When I was in the hospital being treated for DKA at diagnosis, I wasn’t exactly in a learning mood, nor was I feeling very social.
On day two in the hospital (after a night of poor sleep and throwing up from IV potassium pain) my husband, mother-in-law, brother-in-law and aunt were visiting me. The hospital sent a dietician up to talk to me about how I needed to start eating as a diabetic.
I should pause here and preface: She had some good information for me. But I’m fairly certain she is not used to talking to diabetics or young females. She talked to me more like I was an anorexic rather than a diabetic patient, on top of talking to my mother-in-law and aunt more than to my husband and me.
I know that moms connect with other moms, but I needed her to connect with me. And speak to me. Instead she said things like:
“You need to eat three meals a day and at least a snack. You can’t skip meals. It’s ok, you won’t gain weight.” I know my bones were showing but it was from diabetes not skipping meals!
“You’re done with candy.” Really? How do you think I treat low blood sugar?
And when Brad asked about how to fix meals for the both of us (him needing more carbs and calories than me) she basically told him to fix his own separate meals. Which is completely not necessary, he and I have some separate food, but in general we can eat similar meals. She also instructed me to make sure I was eating 4-5 servings of carbohydrates per meal, that’s about 60-75 grams and made no mention of carbohydrate counting. I tried it for a couple of days before getting frustrated because I was eating too much food.
She didn’t ask any questions and couldn’t quite comprehend that we were eating dinner at 7:30 at night because we both commuted an hour and a half to and from work.
This dietician was not a certified diabetic educator, and while I appreciated a little nutrition coaching, her approach was not
good what I needed. When I sat down with my wonderful CDE, who is also a registered dietician and a type 1 diabetic, everything was much easier. We talked about what I usually ate, what I missed eating and how I can still have the things I enjoy if I’m smart about it.

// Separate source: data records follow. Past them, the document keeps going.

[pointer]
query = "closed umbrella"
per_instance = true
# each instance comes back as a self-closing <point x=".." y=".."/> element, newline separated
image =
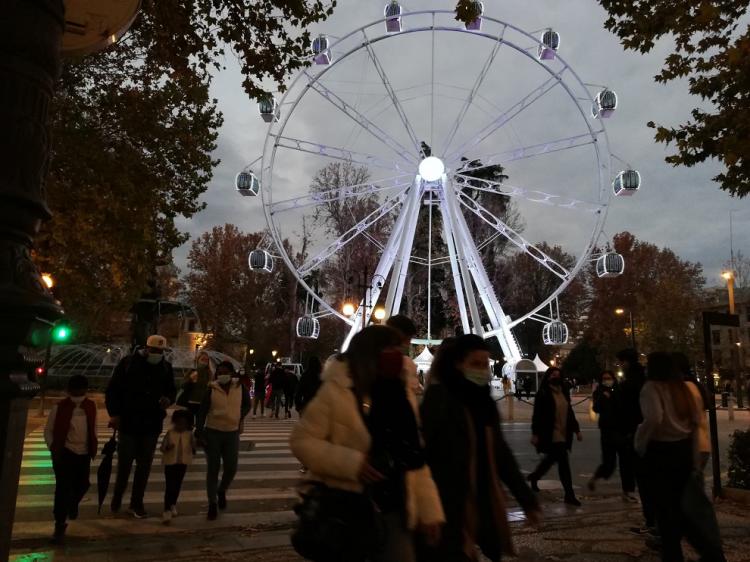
<point x="104" y="472"/>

I’m sometimes surprised by the night and day of my original diabetes care and my current diabetes care. But I am thankful to have few horror stories as I have read some from other diabetics.
Wow. What you were taught sounds like what I was taught. Back in 1981. I cannot believe they actually are still educating people that way! It’s horrible! But I’m so glad you got a proper education. You deserve it!